六話
「ならば、修業に行けば良かろう。」
武田信玄はきっぱりと答えた。
就寝近い時刻にもみじはすっ飛んでくるなり昼間の祝言の撤回を求めてきたのである。理由を問えば、彼女は自身では武士の嫁は勤まらないとの事。
それならばと信玄は冒頭の様に答えた。
その答えにもみじはただただ目を屡叩く。
「……修業…ですか?」
家事の修業で彼女が思い当たるのは猿飛佐助しかいなかった。戦忍の癖にやけに割烹着が似合う彼は、財政が苦しい時、女中の代替えをする。しかも速くて正確。家事に疎いもみじから見てもそれは明らかだった。

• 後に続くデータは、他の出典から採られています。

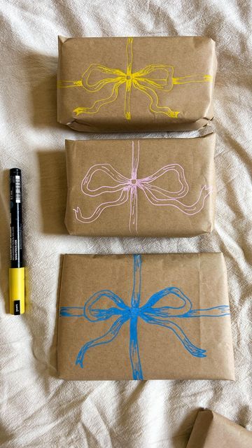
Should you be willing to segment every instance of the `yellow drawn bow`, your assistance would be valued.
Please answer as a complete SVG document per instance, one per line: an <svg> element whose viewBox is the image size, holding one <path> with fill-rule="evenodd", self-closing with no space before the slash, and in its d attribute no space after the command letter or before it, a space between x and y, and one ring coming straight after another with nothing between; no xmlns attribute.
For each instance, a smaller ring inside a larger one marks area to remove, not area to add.
<svg viewBox="0 0 252 448"><path fill-rule="evenodd" d="M133 38L129 37L126 46L126 72L119 69L110 69L100 64L91 64L84 72L82 79L74 81L58 81L57 87L59 88L81 87L90 92L99 92L105 86L111 85L112 91L108 96L94 101L90 107L77 107L75 108L74 112L77 116L82 113L97 113L102 106L113 103L116 100L120 86L125 84L125 116L127 120L131 120L130 96L132 87L143 92L148 97L150 112L164 113L172 118L177 118L179 111L172 111L168 106L160 106L159 94L162 92L170 92L174 84L211 83L213 81L213 77L211 75L190 75L174 78L173 66L165 64L151 64L139 71L132 73L132 44ZM99 75L104 74L105 77L90 83L90 76L95 72L98 72Z"/></svg>

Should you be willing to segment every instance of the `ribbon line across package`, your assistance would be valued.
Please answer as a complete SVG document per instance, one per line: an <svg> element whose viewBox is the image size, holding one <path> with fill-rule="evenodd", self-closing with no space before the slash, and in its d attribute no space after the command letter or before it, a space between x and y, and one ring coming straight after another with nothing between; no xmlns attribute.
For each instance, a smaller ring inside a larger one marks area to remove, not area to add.
<svg viewBox="0 0 252 448"><path fill-rule="evenodd" d="M211 232L214 144L214 134L66 141L69 232L98 236Z"/></svg>
<svg viewBox="0 0 252 448"><path fill-rule="evenodd" d="M58 120L90 132L198 128L214 116L216 69L208 38L60 37Z"/></svg>
<svg viewBox="0 0 252 448"><path fill-rule="evenodd" d="M58 340L66 379L233 379L222 254L64 255Z"/></svg>

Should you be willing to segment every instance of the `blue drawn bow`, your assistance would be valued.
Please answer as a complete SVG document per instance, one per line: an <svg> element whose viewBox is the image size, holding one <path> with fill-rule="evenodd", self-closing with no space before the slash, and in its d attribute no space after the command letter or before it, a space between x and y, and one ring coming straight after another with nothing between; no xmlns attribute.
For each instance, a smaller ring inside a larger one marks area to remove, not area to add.
<svg viewBox="0 0 252 448"><path fill-rule="evenodd" d="M130 320L130 358L132 368L133 379L143 379L141 365L138 337L137 320L142 318L147 323L158 325L172 330L175 336L183 344L185 349L192 356L205 358L206 350L195 346L188 338L182 328L172 322L174 318L192 317L220 317L230 314L228 305L219 305L212 308L192 309L192 304L190 299L178 288L164 288L150 297L146 303L139 307L141 298L141 255L134 255L133 290L131 306L126 305L122 299L109 290L103 290L93 294L85 302L84 307L61 307L61 316L84 316L90 322L106 321L111 317L118 316L109 330L102 336L97 337L83 345L76 358L76 364L83 367L85 353L97 345L108 344L118 335L122 325ZM181 302L178 307L167 306L157 307L155 305L163 298L172 295ZM115 306L111 308L98 308L101 300L108 299ZM97 305L97 307L95 307Z"/></svg>

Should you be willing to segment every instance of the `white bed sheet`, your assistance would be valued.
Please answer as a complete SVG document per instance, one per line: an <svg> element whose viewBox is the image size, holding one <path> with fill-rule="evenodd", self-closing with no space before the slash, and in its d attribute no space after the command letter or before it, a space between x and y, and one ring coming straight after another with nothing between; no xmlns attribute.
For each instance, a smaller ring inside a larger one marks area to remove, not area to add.
<svg viewBox="0 0 252 448"><path fill-rule="evenodd" d="M184 448L200 407L251 430L251 1L1 0L0 6L1 446ZM216 41L218 198L212 234L190 239L66 234L64 140L108 136L78 134L57 123L57 34L206 35ZM8 314L8 170L17 165L24 178L29 299L19 317ZM225 257L236 382L57 379L60 254L203 251L222 251Z"/></svg>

しかし、今更佐助の下で修業するとは何だか不思議な感じがする。
そんな事を思っていたもみじだったが、信玄の次の言葉に目を丸くした。
「うむ。もみじよ、加賀の前田へ花嫁修業に行け。」
「…へ?」
「聞けば、儂が倒れておる間、羽州の狐めに囚われた前田の奥方を我が軍が解放したとか。恩を返せと言えば厚かましいが、敵対しておる訳でもない、受け入れてくれるであろう。」
信玄の言葉にもみじはそんな事もあったと記憶を呼び戻す。
確か羽州の最上氏を制圧後、城を調べたら前田利家の妻、まつが軟禁されているのが見付かったのだ。中立を貫いていた前田家に東軍に下るよう圧力を掛けるためだったとか何とか…。難しい事は解らないが、酷く感謝されたのを覚えている。
「しかし御館様、あまりにも突然では…、」
「何を申すか。今だからこそじゃ。」
と言うのも、あの信玄が復活した大阪・夏の陣の後、東軍西軍動きは無く、関ヶ原を挟んで停戦状態にあり、各地で大きな戦などはないのが現状。全国は比較的平和と言えよう。
しかし、また何時各軍が動き出すのか解らない以上、花嫁修業等は平和な時にやっておくべきと信玄は考えたのだ。
「そうと決まれば、明日にでも書簡を出そう。御主は旅仕度でもしておれ。」
「え…え…!?そんな…!!」
戸惑うもみじを余所に、翌日書簡は無事前田に届けられたらと言う。